Tag Archives: base erosion

Units enjoying Tax holiday not immune to TP Adjustments: Delhi Tax Tribunal

The Tax Tribunal Bench in Delhi has held in the case of Headstrong Services Private Limited that even units which enjoy Tax holiday can be subjected to Transfer Pricing (‘TP’) adjustments, rejecting ‘no base erosion’ argument put forward on behalf of the Taxpayer.

The Delhi bench refused to follow the ruling of the co-ordinate Mumbai Bench  rendered in the case of Tata Consultancy services, wherein it was held that the TP provisions are not applicable to Tax holiday units. The Delhi bench ruled that it was bound to follow the earlier ruling given by the Special Tribunal Bench in Aztec’s case, which upheld applicability of TP provisions even to Tax payers enjoying a Tax holiday.

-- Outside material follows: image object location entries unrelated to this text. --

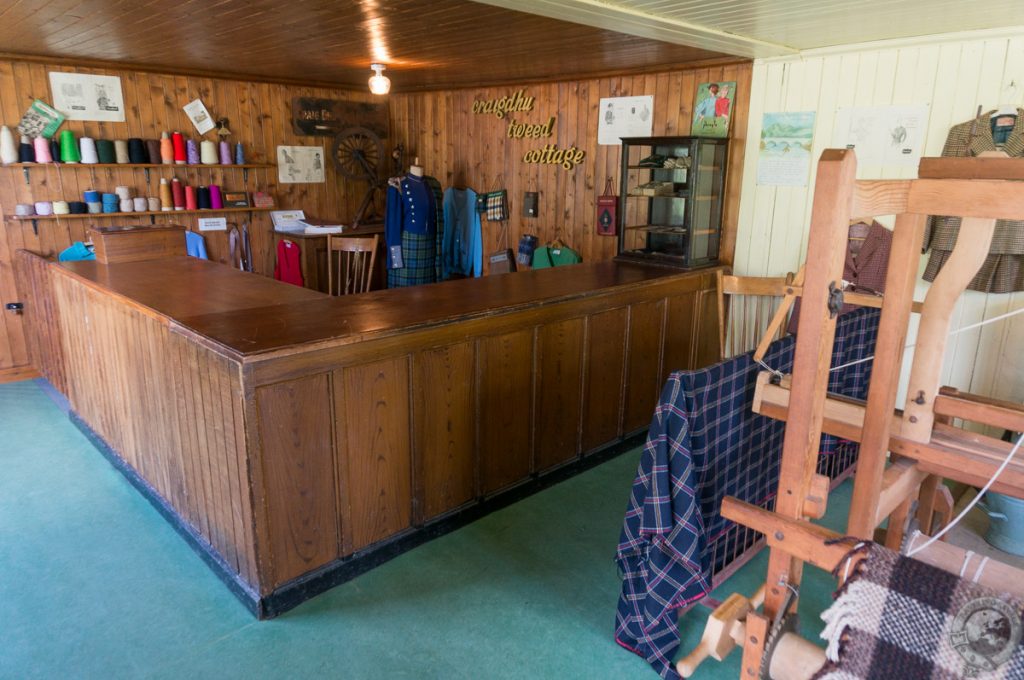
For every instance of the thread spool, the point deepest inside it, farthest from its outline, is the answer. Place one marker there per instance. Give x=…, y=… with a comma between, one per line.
x=87, y=146
x=166, y=199
x=178, y=194
x=166, y=149
x=26, y=152
x=208, y=153
x=42, y=146
x=8, y=151
x=192, y=152
x=69, y=147
x=137, y=153
x=178, y=143
x=104, y=151
x=153, y=151
x=216, y=201
x=121, y=152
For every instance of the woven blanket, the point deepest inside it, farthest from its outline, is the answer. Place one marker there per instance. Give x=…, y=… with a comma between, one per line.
x=899, y=618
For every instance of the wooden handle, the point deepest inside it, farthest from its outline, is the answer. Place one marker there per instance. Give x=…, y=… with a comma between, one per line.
x=687, y=666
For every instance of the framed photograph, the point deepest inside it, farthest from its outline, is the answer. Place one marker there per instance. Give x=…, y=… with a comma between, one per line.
x=713, y=109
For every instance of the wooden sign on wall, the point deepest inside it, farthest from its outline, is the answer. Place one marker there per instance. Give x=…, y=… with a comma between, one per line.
x=325, y=118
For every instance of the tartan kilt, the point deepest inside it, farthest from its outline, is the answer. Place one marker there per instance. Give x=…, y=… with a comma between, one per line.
x=419, y=252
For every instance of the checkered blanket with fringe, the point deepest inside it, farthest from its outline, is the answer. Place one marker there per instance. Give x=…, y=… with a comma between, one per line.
x=899, y=618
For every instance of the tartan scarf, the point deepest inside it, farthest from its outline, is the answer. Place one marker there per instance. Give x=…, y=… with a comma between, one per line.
x=899, y=618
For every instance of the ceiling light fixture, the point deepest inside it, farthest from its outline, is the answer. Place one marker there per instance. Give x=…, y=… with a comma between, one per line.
x=379, y=84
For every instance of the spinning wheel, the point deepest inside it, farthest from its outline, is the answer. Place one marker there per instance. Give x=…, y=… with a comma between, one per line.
x=357, y=154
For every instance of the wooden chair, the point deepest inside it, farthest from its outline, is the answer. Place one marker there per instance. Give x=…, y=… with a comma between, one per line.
x=354, y=270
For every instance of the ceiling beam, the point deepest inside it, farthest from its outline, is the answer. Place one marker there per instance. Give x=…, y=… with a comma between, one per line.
x=633, y=22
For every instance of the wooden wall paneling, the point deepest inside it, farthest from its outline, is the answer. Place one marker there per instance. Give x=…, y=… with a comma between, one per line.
x=376, y=448
x=445, y=464
x=559, y=384
x=643, y=371
x=505, y=396
x=604, y=377
x=298, y=474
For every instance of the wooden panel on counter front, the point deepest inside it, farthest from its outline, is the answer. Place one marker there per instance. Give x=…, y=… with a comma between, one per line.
x=505, y=392
x=373, y=416
x=444, y=464
x=559, y=376
x=297, y=459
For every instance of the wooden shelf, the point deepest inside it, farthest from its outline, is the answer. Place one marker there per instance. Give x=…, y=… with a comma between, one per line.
x=152, y=213
x=77, y=166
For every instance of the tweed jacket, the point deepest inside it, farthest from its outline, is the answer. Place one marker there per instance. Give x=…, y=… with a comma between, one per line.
x=1003, y=270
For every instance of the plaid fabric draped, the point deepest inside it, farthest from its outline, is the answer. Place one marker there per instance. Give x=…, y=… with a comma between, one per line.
x=900, y=618
x=705, y=442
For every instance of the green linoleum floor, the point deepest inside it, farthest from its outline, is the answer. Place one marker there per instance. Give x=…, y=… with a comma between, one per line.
x=94, y=584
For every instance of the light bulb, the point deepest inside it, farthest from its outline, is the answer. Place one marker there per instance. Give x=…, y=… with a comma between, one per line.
x=379, y=84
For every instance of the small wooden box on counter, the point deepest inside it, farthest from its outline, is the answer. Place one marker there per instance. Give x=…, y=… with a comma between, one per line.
x=130, y=244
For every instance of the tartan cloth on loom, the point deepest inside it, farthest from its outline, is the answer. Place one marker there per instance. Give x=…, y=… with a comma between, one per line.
x=705, y=442
x=900, y=618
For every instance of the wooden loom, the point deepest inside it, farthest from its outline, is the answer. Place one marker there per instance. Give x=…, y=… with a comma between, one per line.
x=925, y=445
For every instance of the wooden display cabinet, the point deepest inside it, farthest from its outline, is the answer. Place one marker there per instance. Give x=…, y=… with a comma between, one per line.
x=670, y=209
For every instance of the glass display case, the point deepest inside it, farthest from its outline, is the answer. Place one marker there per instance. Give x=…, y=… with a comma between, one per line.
x=670, y=209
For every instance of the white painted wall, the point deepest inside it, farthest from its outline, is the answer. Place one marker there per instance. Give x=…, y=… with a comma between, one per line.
x=953, y=75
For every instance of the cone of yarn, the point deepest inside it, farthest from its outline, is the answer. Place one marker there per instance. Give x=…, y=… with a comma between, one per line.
x=166, y=150
x=121, y=151
x=26, y=152
x=192, y=152
x=166, y=199
x=179, y=147
x=104, y=151
x=203, y=198
x=87, y=145
x=153, y=151
x=225, y=153
x=69, y=147
x=137, y=153
x=42, y=146
x=178, y=194
x=208, y=153
x=8, y=152
x=216, y=201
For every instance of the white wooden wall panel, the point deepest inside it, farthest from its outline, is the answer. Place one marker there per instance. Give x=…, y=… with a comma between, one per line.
x=953, y=78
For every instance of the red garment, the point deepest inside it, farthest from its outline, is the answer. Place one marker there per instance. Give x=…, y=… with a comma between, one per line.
x=287, y=268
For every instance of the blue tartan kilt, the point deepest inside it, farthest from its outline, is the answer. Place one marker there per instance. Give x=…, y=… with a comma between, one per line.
x=419, y=252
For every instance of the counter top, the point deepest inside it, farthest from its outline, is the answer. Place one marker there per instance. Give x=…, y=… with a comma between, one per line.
x=248, y=314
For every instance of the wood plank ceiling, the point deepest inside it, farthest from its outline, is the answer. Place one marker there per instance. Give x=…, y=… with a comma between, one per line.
x=427, y=45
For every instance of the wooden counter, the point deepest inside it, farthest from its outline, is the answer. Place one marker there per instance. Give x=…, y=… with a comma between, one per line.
x=299, y=438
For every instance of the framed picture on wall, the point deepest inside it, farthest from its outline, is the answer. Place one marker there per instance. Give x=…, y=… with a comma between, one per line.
x=713, y=109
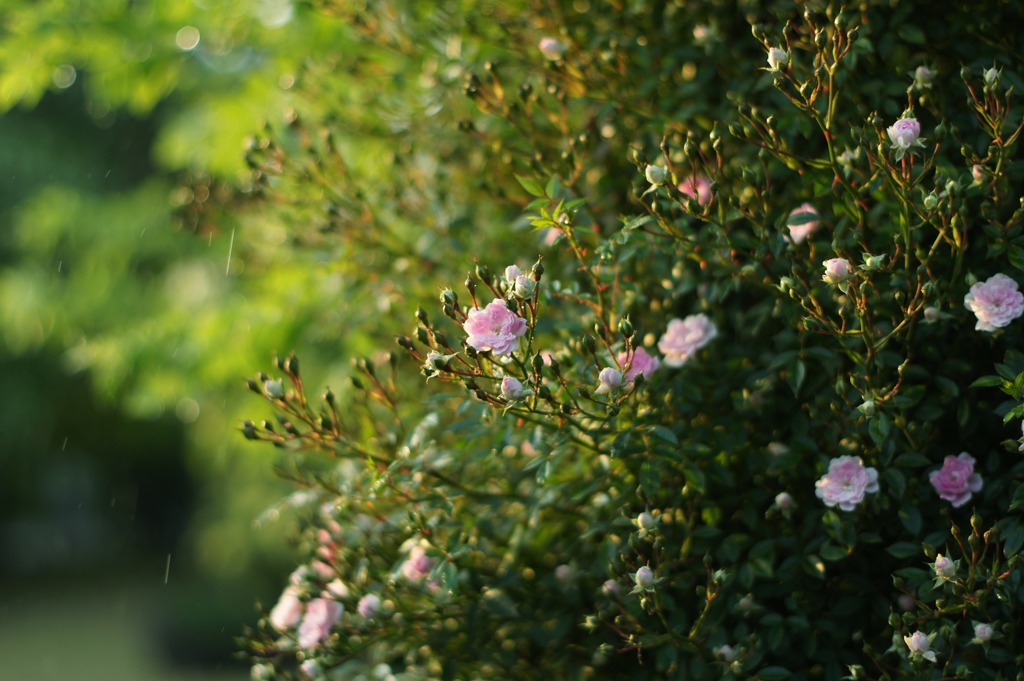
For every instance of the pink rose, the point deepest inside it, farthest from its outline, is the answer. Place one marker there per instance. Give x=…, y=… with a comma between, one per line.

Certain other issues decided by the Tribunal are briefly re-capitulated below:

Use of Past year’s data and future projection

The Tribunal also rejected the use of past years’ data as well as future projections for computation of the Transaction Net Margin (‘TNM’) of the Tax payer.

Alternate TP defense using revenue distribution ratio as a ‘CUP’

An interesting alternate defense was raised on behalf of the Taxpayer – that of using revenue distribution ratio as a Comparable Uncontrolled Price (CUP). It was contended that 80% of the revenues which were earned by the Associate Enterprise was shared with the Taxpayer, as against Tax Payer sharing only 77.50% of its Revenues with other third parties, in respect of certain other service contracts.  The Tribunal held that such a comparison was not valid and further  the distribution ratio did not constitute a CUP.

Exclusion of foreign exchange fluctuations in margin computation

The Tribunal ruled that forex fluctuation impacts both the Taxpayer as well as the comparable companies selected for TNM analysis and therefore there was no reason to make any adjustment for the same.

Right of Taxpayer to challenge comparable companies for the first time before Tribunal

The Tribunal upheld the right of the Taxpayer to challenge certain comparable companies for the first time before the Tribunal. The earlier ruling of Special Bench in the case of Quark Systems was followed. However, instead of deciding on the comparability or otherwise of these companies, the issue was restored to lower authorities for their consideration.

On Comparables’ selection

The Tribunal accepted Taxpayer’s argument that companies like Wipro, Infosys which own IPRs and have significant R&D expenses are not comparable to that of Taxpayer. Further, companies which are engaged in software product development were also held non-comparable to the Taxpayer, which was a service provider.

No TP adjustment sans base erosion: ITAT Mumbai

In a recent decision rendered in the case of Tata Consultancy Services, the Tax Tribunal has held that a Transfer Pricing adjustment was not warranted in situations where Tax avoidance / Profit shifting is not possible, such as in cases where the Indian company is enjoying Tax holiday or the foreign associated enterprise is located in a high-tax jurisdiction.

The Tribunal also held that a mechanical reference to the Transfer Pricing Officer was improper and the Assessing Officer ought to have applied his mind to the Transfer Pricing report filed by the Taxpayer and given an opportunity of hearing to the Taxpayer, before referring the case to Transfer Pricing Officer.

The other issues that were decided in the aforesaid appeal in favor of Taxpayer were allowing the deduction for State Taxes paid in US, allowing capitalization of software expenses to escape dis-allowance under section 40(a) for non-deduction of Taxes and allowing deduction under section 10A, even though 80HHE relief was claimed in earlier years.

Our Comment

The Tribunal has dealt with two forms of base erosion arguments on the same footing:

(a) That there cannot be any motive to shift profits where the Indian Taxpayer is enjoying a Tax holiday and

(b) Where the Tax rate in the foreign country is higher, again, there cannot be any motive for shifting profits

In cases where the Taxpayer in India is enjoying an undisputed Tax holiday  benefit, the logic that there is no motive to avoid Tax is quite unexceptionable. As regards the argument relating to the foreign associated enterprise being located in a ‘high-tax’ jurisdiction is concerned, in our view, the head-line tax rate per se cannot be a factor to determine if there exists a motive or incentive to shift profits, as what would be relevant is the effective tax rate of the foreign enterprise.  In this context, the other aspect of the ruling on providing an opportunity for hearing to the assessee before a reference to the TPO becomes relevant, as the said opportunity could be used by the Taxpayer to demonstrate the effective tax impact of the Transaction in both jurisdictions.